Informed consent statement: As this was a retrospective study using anonymised radiology data with no patient identifiers collected, informed consent was not required.
Conflict-of-interest statement: The authors declare no conflicts of interest related to this study.
STROBE statement: The authors have read the STROBE Statement-checklist of items, and the manuscript was prepared and revised according to the STROBE Statement-checklist of items.
Data sharing statement: The anonymised dataset underlying this article is available from the corresponding author upon reasonable request.

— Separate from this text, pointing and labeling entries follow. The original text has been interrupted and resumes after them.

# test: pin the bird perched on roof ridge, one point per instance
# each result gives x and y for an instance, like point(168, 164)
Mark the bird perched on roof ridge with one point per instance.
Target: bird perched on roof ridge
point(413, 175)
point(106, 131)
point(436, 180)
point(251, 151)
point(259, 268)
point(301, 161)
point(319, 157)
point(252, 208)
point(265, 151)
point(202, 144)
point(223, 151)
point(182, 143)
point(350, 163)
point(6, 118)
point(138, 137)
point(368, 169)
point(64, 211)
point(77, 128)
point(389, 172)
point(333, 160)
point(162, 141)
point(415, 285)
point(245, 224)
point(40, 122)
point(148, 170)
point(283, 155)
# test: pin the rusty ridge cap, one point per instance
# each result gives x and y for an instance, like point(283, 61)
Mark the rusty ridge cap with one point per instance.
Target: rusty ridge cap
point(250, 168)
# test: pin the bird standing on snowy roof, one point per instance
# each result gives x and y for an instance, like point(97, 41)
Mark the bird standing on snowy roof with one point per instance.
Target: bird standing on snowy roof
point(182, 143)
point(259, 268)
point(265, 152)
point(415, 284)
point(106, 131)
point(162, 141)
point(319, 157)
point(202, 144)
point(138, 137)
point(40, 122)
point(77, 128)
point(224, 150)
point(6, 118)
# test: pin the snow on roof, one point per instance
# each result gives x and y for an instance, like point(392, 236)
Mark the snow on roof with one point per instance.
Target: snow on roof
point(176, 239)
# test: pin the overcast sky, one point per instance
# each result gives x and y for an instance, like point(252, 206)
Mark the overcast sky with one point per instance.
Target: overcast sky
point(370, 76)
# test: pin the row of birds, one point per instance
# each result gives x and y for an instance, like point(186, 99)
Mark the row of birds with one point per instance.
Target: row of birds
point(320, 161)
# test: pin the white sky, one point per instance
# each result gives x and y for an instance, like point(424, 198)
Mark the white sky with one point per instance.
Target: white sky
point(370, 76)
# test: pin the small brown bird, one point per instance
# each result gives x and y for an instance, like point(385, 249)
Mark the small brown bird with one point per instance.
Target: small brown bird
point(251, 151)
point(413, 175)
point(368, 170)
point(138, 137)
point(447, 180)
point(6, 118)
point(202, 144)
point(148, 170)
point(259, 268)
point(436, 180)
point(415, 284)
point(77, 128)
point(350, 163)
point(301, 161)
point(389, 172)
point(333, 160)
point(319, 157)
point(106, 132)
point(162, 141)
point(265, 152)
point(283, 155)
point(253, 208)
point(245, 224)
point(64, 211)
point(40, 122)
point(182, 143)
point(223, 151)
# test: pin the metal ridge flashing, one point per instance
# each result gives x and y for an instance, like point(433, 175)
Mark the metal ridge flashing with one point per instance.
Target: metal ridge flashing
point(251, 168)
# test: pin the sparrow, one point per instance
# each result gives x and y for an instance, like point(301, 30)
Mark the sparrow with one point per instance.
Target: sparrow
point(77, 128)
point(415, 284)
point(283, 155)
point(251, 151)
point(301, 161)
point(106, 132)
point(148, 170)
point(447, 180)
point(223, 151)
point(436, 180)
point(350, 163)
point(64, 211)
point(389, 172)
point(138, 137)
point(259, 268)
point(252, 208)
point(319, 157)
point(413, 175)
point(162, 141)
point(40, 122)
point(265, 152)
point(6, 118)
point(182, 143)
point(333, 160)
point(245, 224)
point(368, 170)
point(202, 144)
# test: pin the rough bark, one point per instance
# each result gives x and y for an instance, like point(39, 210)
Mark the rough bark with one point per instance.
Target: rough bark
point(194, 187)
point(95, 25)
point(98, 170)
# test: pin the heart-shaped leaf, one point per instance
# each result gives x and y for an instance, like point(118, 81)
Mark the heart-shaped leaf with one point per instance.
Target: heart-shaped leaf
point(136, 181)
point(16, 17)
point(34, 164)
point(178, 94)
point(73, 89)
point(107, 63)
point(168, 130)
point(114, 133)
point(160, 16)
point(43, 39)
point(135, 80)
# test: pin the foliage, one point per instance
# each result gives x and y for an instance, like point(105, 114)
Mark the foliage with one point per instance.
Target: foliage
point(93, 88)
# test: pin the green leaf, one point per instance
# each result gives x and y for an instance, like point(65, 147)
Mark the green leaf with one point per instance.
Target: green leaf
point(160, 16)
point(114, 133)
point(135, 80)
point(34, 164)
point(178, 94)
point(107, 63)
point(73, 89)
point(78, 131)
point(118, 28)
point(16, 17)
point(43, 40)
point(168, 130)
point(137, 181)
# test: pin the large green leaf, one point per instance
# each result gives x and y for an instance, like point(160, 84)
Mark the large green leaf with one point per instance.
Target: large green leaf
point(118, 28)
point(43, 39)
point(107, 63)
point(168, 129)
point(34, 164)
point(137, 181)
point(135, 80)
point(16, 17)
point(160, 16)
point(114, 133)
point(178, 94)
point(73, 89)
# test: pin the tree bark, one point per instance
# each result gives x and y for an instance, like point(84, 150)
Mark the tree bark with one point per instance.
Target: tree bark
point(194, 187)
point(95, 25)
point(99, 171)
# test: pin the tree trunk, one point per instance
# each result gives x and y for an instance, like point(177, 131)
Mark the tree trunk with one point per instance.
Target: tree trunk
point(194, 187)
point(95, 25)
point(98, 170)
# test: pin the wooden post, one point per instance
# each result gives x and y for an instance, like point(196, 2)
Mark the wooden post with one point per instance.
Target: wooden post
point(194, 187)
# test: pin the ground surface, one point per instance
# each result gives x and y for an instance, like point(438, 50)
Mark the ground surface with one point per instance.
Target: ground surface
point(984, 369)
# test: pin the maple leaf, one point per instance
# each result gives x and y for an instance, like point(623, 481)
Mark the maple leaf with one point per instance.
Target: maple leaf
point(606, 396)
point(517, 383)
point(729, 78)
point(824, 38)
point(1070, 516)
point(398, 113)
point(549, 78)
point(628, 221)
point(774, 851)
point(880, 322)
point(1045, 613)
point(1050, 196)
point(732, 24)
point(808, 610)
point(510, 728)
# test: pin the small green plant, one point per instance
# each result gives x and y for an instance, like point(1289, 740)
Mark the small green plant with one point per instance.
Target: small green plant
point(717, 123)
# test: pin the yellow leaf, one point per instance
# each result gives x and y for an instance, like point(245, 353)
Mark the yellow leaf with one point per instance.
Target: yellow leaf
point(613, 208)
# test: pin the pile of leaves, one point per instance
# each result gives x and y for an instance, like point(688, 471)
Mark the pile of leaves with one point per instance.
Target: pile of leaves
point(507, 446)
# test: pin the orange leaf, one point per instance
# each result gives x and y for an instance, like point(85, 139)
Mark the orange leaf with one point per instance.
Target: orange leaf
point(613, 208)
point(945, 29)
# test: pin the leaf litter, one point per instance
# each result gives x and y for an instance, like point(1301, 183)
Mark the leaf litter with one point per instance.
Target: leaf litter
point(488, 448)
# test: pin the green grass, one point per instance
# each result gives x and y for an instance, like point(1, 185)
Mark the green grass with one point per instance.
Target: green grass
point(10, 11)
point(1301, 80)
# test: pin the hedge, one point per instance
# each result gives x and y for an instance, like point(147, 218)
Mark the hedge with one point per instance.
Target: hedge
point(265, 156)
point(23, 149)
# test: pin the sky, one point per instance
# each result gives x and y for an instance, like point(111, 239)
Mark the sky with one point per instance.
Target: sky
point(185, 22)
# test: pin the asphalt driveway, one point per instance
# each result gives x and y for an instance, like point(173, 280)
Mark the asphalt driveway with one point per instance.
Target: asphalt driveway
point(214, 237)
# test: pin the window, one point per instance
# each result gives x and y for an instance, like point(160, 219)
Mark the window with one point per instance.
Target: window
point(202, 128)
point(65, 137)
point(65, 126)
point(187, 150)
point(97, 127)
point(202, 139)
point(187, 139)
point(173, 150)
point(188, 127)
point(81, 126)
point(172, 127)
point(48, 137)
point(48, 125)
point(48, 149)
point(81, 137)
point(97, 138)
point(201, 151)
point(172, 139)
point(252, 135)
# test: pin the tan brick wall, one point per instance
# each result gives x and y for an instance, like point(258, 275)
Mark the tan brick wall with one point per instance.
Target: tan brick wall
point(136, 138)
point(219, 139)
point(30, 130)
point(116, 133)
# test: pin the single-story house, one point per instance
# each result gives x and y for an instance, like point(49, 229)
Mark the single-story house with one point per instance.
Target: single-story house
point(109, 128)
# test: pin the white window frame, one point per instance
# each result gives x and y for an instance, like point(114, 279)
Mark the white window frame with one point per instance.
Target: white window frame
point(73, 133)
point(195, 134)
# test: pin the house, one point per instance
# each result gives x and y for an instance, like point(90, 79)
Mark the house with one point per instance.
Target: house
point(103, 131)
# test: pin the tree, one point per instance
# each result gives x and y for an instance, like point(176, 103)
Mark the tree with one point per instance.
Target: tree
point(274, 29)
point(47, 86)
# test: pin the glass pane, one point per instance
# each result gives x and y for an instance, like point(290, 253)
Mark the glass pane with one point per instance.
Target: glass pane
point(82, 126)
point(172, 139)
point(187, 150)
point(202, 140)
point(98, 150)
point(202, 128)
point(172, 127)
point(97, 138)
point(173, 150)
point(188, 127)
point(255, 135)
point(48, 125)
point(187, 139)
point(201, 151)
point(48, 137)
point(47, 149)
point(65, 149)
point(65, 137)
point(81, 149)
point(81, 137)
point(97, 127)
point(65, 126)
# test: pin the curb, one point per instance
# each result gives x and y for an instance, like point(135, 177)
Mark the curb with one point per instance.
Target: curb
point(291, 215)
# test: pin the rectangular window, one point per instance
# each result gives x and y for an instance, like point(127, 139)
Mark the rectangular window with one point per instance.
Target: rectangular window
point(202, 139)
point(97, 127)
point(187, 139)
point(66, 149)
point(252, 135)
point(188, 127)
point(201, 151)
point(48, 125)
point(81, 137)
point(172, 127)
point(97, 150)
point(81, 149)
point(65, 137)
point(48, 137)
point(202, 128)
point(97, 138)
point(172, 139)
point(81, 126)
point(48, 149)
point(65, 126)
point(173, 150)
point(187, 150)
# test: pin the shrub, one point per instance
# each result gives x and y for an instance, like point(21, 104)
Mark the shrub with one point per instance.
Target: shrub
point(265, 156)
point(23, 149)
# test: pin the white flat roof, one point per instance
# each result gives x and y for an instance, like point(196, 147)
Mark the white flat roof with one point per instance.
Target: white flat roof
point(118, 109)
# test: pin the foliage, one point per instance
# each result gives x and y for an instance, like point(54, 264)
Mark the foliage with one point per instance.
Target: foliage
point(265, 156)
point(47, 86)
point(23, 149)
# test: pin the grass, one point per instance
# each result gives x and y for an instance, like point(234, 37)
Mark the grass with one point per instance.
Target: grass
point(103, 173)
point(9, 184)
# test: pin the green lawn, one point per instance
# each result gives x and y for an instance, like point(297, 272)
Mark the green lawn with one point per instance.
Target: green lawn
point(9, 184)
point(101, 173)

Corresponding author: Sari Wathiq Al Hajaj, MD, Department of Trauma and Orthopaedics, Kettering General Hospital, NHS Foundation Trust, Kettering NN16 8UZ, Northamptonshire, United Kingdom. sarialhajaj95@gmail.com
Received: September 1, 2025 Revised: October 2, 2025 Accepted: January 14, 2026 Published online: April 18, 2026 Processing time: 221 Days and 10.1 Hours
Abstract
BACKGROUND
Artificial intelligence (AI) shows promise in musculoskeletal imaging, particularly in detecting fractures in emergency situations. Nonetheless, doubts persist regarding its diagnostic precision, common error types, and the clinical impact of false-negative (FN) and false-positive (FP) outcomes.
AIM
To evaluate the AI fracture detection system's diagnostic performance vs radiology reports and analyse the causes and outcomes of FP and FN cases.
METHODS
We retrospectively reviewed radiographic examinations over 3 months interpreted by both AI and radiologists. Radiology reports served as the standard of reference. Diagnostic accuracy metrics were calculated from the primary dataset. FP and FN cases were further examined using dedicated outcome sheets with explanatory notes categorised into predefined reason groups, and clinical outcomes classified into standardised categories.
RESULTS
The AI algorithm achieved an accuracy of 94.0%, a sensitivity of 89.9%, a specificity of 96.1%, a negative predictive value of 96.4%, and a positive predictive value of 89.8%. Out of 563 fractures identified in radiology reports, 54 (9.6%) were missed by AI. Most false negatives (92.6%) were due to subtle or minimally displaced fractures, primarily at the wrist and ankle. False positives (n = 58) were mainly caused by degenerative changes, growth plate variations, or healed fractures (91.4%). FN cases had greater clinical impact, often requiring fracture clinic follow-up (61.1%), additional imaging (14.8%), or hospital admission (5.6%), whereas FP cases mainly led to unnecessary follow-up or imaging.
CONCLUSION
AI demonstrated strong diagnostic performance, comparable to that in the published literature, but remains limited in detecting subtle and anatomically complex fractures. FN errors pose risks of delayed or missed treatment, while FP errors increase resource utilisation. AI should be integrated as a triage and decision-support tool with radiologist oversight, and future refinement should target wrist and ankle injuries and better differentiation of chronic from acute findings.
Core Tip: Artificial intelligence (AI) is increasingly utilised in musculoskeletal imaging; however, its clinical utility in fracture detection remains a subject of debate. In this retrospective study aimed at assessing diagnostic accuracy, we evaluated an AI-based fracture detection system in comparison with radiologist reports across over 2000 limb radiographs. The AI demonstrated high accuracy but failed to identify approximately 10% of fractures, primarily subtle or minimally displaced injuries, and frequently over diagnosed old or degenerative changes. False negatives posed a greater clinical risk than false positives, underscoring the importance of implementing AI as a triage and decision-support tool rather than a substitute for radiologists.